I have a MySQL database table (sales) consisting of sales data with their dates.
| Sales ID | Date | Values | |---------------------------------| | 1 | 01/01/2020 | 1,500 | | 2 | 02/01/2020 | 2,000 | | 3 | 07/02/2020 | 1,000 | | 4 | 12/03/2020 | 2,000 | | 5 | 21/06/2020 | 1,000 | | 6 | 11/08/2020 | 4,200 |
I have a SQL query that relies on a specific date benchmark.
``` SET @benchmark = "31/01/2020"; SELECT SUM(Values) FROM sales WHERE (date < @benchmark); ```
This query supposedly returns only one numeric value. Now I set the condition to be dependant on the benchmark. The problem is, I don’t want this benchmark to stay constant. I need the query to return 14 values for each end of month benchmark from January 2020 to February 2021.
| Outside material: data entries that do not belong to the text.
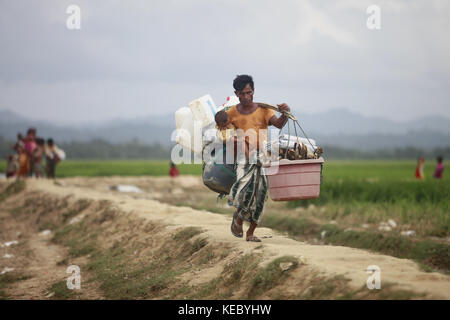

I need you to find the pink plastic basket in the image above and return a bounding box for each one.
[266,158,324,201]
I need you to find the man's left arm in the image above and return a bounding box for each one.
[269,103,291,129]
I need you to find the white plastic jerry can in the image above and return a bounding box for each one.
[175,108,202,152]
[175,107,192,129]
[189,94,220,127]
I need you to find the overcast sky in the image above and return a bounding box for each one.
[0,0,450,124]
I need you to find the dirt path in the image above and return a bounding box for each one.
[6,177,442,299]
[0,198,102,300]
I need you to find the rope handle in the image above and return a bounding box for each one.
[256,102,317,153]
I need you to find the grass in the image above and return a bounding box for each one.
[0,180,25,202]
[47,280,78,300]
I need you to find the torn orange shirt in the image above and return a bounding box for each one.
[226,106,275,149]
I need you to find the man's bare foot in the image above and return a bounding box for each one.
[231,212,244,238]
[247,234,261,242]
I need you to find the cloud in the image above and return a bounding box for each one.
[0,0,450,121]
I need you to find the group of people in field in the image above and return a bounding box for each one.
[415,156,444,179]
[6,128,65,179]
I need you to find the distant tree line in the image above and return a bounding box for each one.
[0,137,450,160]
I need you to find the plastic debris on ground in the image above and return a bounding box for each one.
[109,184,143,193]
[0,267,14,275]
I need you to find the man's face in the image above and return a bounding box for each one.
[234,83,254,104]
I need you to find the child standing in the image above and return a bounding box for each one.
[433,156,444,179]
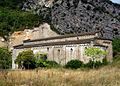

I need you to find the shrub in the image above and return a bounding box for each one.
[85,58,108,69]
[65,60,83,69]
[0,48,12,69]
[112,38,120,57]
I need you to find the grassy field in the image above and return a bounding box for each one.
[0,67,120,86]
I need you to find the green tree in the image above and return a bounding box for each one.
[16,50,36,69]
[0,48,12,69]
[113,38,120,55]
[85,47,107,68]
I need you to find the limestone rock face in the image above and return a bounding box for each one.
[23,0,120,39]
[9,23,58,48]
[52,0,120,39]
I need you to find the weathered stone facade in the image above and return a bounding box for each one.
[12,25,112,69]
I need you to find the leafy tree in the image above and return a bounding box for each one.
[85,47,107,68]
[16,50,36,69]
[113,38,120,55]
[0,48,12,69]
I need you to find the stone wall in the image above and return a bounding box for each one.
[9,23,58,48]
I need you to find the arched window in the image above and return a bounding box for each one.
[47,47,49,52]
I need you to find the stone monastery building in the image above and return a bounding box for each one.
[10,23,112,69]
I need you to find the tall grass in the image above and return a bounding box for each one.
[0,67,120,86]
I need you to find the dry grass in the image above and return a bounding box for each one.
[0,67,120,86]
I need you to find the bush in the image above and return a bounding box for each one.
[65,60,83,69]
[112,38,120,57]
[85,58,108,69]
[0,48,12,69]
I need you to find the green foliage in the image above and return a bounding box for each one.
[112,38,120,56]
[16,50,36,69]
[65,60,83,69]
[0,48,12,69]
[84,58,108,68]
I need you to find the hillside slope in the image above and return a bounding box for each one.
[23,0,120,39]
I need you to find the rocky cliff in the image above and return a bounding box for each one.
[23,0,120,39]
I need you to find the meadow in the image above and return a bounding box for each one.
[0,66,120,86]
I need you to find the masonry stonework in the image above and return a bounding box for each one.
[12,24,112,69]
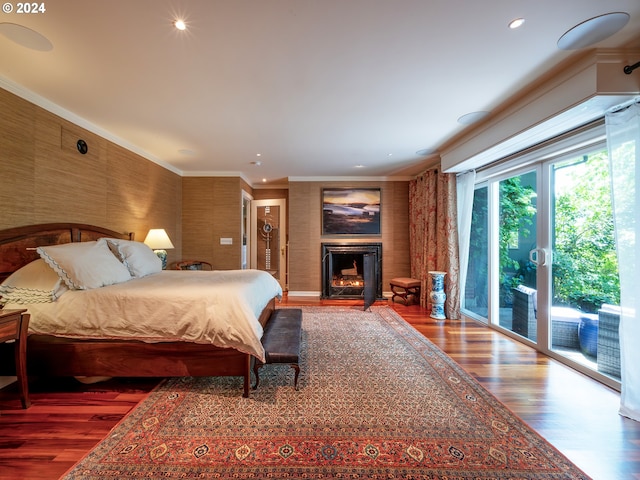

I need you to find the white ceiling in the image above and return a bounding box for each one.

So the result would probably be something like this,
| SUM(Values) | |-------------------------------------| |(result for benchmark = "31/01/2020")| |(result for benchmark = "29/02/2020")| |(result for benchmark = "31/03/2020")| ⋮ |(result for benchmark = "31/01/2021")| |(result for benchmark = "28/02/2021")|
Which sets the benchmark for every end of the month. Note that I do not have access to CREATE anything.
I was thinking of a while loop or a temporary table, but those require me to CREATE something which always returns “Error Code: 1142. CREATE command denied to the user ….” or “Error Code: 1044. Access denied for the user ….”.
Thanks for any help or feedback.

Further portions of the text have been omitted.